Gadget Malaise

One thing I always try to keep in mind when trolling the Internet, magazines, newspapers, and random cocktail napkins found in the gutters of the world for something to read while I drink my coffee in the morning is this: Writers need something to write about. Even I, sitting here in my secret underground bunker with crates full of cheap Canadian whisky stacked up around me, wake up every now and then and decide I need to update this blog (like, say, this morning) and stew for a few moments wondering what in the world I can write about. This makes me deeply suspicious of a lot of media; there’s a lot of doom and gloom and alarmism out there, but I suspect a lot of it has to do with the need for content and the fact that pessimism always sells better (IMHO – YMMV).

Recently, I was reading about the supposed “rapid generation gaps” we’re experiencing, wherein every set of kids learn a whole host of technologies that their older siblings, merely five years older, are completely unfamiliar with.  For example, people of my generation grabbed onto e-mail with gusto in the 1990s and haven’t let go since, but the generations that followed us view e-mail as a business thing for the old folks, and spend their time texting or IMing or, who knows, inserting their souls into cyberspace and interacting in The Matrix.
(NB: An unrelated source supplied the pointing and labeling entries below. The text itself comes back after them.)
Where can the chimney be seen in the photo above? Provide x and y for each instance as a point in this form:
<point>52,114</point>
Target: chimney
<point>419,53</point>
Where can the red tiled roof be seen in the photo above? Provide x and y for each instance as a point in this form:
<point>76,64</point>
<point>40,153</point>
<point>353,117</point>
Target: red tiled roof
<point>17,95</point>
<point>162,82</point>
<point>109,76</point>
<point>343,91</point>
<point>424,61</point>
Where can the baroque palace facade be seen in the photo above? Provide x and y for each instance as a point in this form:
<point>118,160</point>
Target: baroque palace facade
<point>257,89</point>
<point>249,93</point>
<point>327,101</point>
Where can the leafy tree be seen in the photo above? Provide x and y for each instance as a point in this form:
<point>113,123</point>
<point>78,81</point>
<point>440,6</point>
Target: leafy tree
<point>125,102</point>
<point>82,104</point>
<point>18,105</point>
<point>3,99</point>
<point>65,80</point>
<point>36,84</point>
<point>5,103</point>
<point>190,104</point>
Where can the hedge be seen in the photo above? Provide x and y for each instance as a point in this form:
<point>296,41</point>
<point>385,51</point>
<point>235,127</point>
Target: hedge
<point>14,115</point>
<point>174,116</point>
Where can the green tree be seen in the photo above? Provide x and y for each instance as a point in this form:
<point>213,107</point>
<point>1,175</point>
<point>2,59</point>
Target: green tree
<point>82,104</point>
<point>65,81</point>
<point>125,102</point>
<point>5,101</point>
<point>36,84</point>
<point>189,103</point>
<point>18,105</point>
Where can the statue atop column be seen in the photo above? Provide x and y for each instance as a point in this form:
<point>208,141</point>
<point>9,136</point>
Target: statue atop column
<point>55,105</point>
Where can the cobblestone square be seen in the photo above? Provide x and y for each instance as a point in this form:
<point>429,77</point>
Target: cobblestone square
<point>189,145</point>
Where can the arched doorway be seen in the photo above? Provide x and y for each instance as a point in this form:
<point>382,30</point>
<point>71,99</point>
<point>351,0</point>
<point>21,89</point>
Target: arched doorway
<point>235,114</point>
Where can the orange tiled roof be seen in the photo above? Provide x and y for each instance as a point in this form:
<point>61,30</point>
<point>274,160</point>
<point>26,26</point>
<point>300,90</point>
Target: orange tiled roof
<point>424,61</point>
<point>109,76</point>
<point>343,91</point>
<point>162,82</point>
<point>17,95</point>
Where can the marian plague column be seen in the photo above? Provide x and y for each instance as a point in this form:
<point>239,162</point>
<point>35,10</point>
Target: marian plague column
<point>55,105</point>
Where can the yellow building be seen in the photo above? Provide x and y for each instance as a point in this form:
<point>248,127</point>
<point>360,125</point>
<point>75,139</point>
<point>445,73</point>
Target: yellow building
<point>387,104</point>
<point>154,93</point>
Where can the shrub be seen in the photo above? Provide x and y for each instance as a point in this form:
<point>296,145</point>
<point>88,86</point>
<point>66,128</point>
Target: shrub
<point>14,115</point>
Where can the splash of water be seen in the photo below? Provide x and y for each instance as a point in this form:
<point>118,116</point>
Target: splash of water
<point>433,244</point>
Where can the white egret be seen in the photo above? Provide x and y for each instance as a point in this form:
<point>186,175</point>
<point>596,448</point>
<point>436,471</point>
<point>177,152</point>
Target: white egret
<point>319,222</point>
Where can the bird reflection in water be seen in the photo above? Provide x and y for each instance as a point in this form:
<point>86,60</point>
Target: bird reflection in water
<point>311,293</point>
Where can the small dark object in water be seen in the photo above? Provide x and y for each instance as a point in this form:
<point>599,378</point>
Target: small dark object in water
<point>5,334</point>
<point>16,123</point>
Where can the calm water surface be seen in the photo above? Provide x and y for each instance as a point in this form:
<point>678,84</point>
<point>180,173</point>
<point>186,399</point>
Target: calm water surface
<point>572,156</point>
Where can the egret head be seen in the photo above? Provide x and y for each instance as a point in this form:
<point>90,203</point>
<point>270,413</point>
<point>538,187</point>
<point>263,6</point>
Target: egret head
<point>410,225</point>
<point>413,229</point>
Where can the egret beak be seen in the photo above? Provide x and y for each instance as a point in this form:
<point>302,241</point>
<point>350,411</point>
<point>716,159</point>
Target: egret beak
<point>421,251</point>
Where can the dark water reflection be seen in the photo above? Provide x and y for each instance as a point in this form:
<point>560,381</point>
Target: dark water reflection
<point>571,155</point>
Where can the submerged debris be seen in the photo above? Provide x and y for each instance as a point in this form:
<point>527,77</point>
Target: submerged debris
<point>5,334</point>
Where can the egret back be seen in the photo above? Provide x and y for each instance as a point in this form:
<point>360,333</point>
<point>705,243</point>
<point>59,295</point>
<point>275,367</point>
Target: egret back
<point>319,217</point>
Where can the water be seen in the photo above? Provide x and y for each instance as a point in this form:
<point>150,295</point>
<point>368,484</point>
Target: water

Sidenote: By using the words “cyberspace” and “Matrix” in that sentence, I have dated myself dangerously, and the kids are now cheerfully mocking me on IRC channels I’ll never hear about.

I don’t doubt the truth in that article: I’ve seen with my own eyes how people 10 years younger than me use technology differently, and people 10 years younger than them use it differently from them, and so on. Technology is evolving rapidly and kids will be in the forefront of it because unlike folks my age, its kids who by and large use these new technologies at first. When I was a kid, all technology trickled down from my parents. Today it’s the kids who want the new phones, the new media players, the new game systems. So, sure. By the time I’m old enough to retire, there will likely be a baffling array of technological gadgets I can’t comprehend.

But here’s the thing: So what?

Who cares if 10-year olds are communicating using gadgets I’ve never seen and probably couldn’t figure out how to use? They are ten. I will never wish to speak with them.

This is a general rule of thumb I apply to everything like this. If a group of people are using a technology or tool to socialize, I ask myself: Do I really want to hang out and communicate with them? If the answer is “no” (and it almost always is, as I am misanthropic) then I cease to care about whatever it is we’re talking about. This works out much better than you might imagine.

There is, I think, a general fear of growing old and becoming dumb, fueled by the rapid pace of change and the fact that people my age have vivid memories (possibly from yesterday, literally) of having to painfully show our parents or grandparents how to use what we consider simple technologies, like the television after the recent digital signal switchover. We’re used to being the smug hippies who know everything, and it terrifies us that we might one day be sitting in puzzled humility while a cretinous child who doesn’t know anything about good booze or classic pornography smugly teaches us how to use our Teleportation Stick or whatever. Of course, it’s entirely possible to live a full and happy life without knowing anything about the latest gadgets (hell, I’ve been doing it since I was a teenager), it’s just a fear of being left behind that drives this kind of insanity.

Which brings me to a gadget that makes me leaden with boredom despite what the marketing droids want me to believe: 3D Television. If there is a more useless upgrade in the universe, I am not aware of it. While 3D visuals are kind of fun, and I don’t mind wearing stupid glasses, say, once every decade, the fact is I can’t imagine anyone who wants 3D television. But the electronics industries fear nothing like the end of a constant upgrade-cycle; I’m convinced one of the reasons for the fierce resistance to MP3s as a standard digital music format had nothing to do with DRM or quality issues, but rather the simple fact that MP3s can be played on any device these days, so you may never have to purchase another music content delivery item (a CD, for example) or a content decoder (a CD player, for example). For the last 30 years there’s been a constant stream of upgrades that people have bought, and now, there’s little reason to. But I digress.

The point is, no matter how hard they try, no one will convince me that I must have 3D TV or risk being irrelevant to society. I already am irrelevant to society, in that sense of the term. I don’t need wacky glasses to prove that. And so it goes.

4 Comments

  1. Loretta Ross

    Now, I think I’d like a Teleportation Stick! Will it get me to work without a 45-minute drive over bad roads in the winter? Three-D TV, though, sounds like a migraine waiting to happen.

  2. jsomers (Post author)

    Loretta: The Teleportation Stick will get *most* of you there without the 45-minute commute. BUt I can’t guarantee it’ll be the important parts.

  3. Hapy

    Yup, got to see 3D television in action at CES in Vegas last week. Very cool technology, but just because you can, doesn’t mean you should. Where’s my holographic TV??!!?

  4. Loretta Ross

    The sad thing is, I don’t think my bosses would care.